After I did 3 minutes of research on the movie, I had to blog AGAIN about more sexism in “Zootopia.” Read my new blog: If we can imagine talking bunnies as police in ‘Zootopia,’ why can’t we imagine gender equality?

7 thoughts on “Disney’s ‘Zootopia’ ads promote gender stereotypes

  1. Hey, that “Gazelle” character is based on a real person, gerbals are normaly fat, and a fully clothed bear is unrealistic even if it was a male or female, you are simply making a mountain out of a heap of sand.

    • Hi Dirkie,

      Is the real person you’re referring to Shakira? She thought the gazelle was too skinny and wanted animators to make her hips wider.

      Margot

  2. Regarding “nudity” in the film, I didn’t notice anything, but I also wasn’t looking at clothes. In fact, there’s a very funny scene where “nudity” is involved, but it isn’t gender-specific and, well, you just have to see it! 🙂

  3. Again, please don’t judge a book by its cover, so to speak. I think unfortunately that this one of those “bargains with the devil” that Disney has made, or it belies a battle between their creative and marketing sides, where their marketing side believes (wrongly) that it must cater mostly to male potential moviegoers, and so they do this crap in the marketing that doesn’t actually reveal accurately the tone/content of the film.

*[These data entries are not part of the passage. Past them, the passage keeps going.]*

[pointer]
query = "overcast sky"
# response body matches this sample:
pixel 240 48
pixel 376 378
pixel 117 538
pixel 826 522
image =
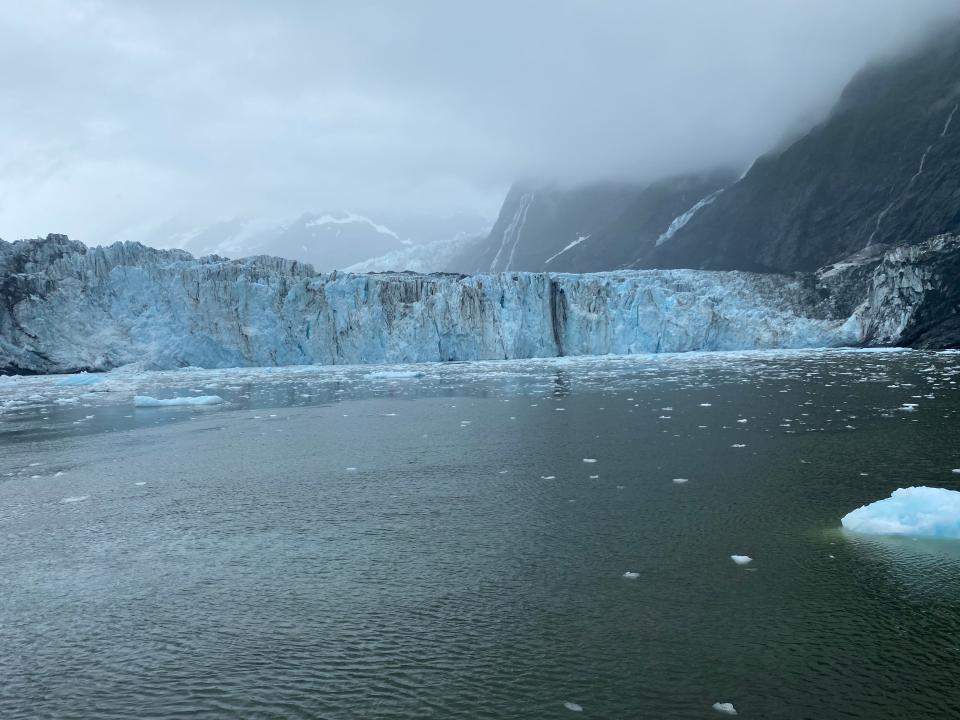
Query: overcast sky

I wish they didn’t do this of course, but I think (hope) you guys will like the movie MUCH more than the marketing!

    • Hi Levi,

      Marketing is it’s own beast and it goes way beyond “the cover.” Marketing defines everything from clothes kids wear toys they play with. Have you not followed the #wheresRey movement? As I wrote in the post, all kids won’t see the movie. They will all see the marketing.

      Margot

      • Yep, I agree, I just thought it sounded like you were making assumptions about the movie itself, or at least guessing that it would be as bad as the marketing is, so I did want to at least share that I don’t think it is. As for the gazelle, again, she’s a minor character, but I don’t see ANY of the major characters, male or female, in the images you’ve posted for what it’s worth. But yeah, I think in all of these movies, the studios need to stop pandering to the idea that they can’t feature a female character prominently in the marketing material (except in a sexually suggestive way) for fear of alienating boys. They seem to want to break the stereotypes in the movies themselves (at least in many more recent ones), but at the same time can’t go all the way for fear that they need to “trick” boys into seeing something that has a female protagonist. It is really annoying and depressing…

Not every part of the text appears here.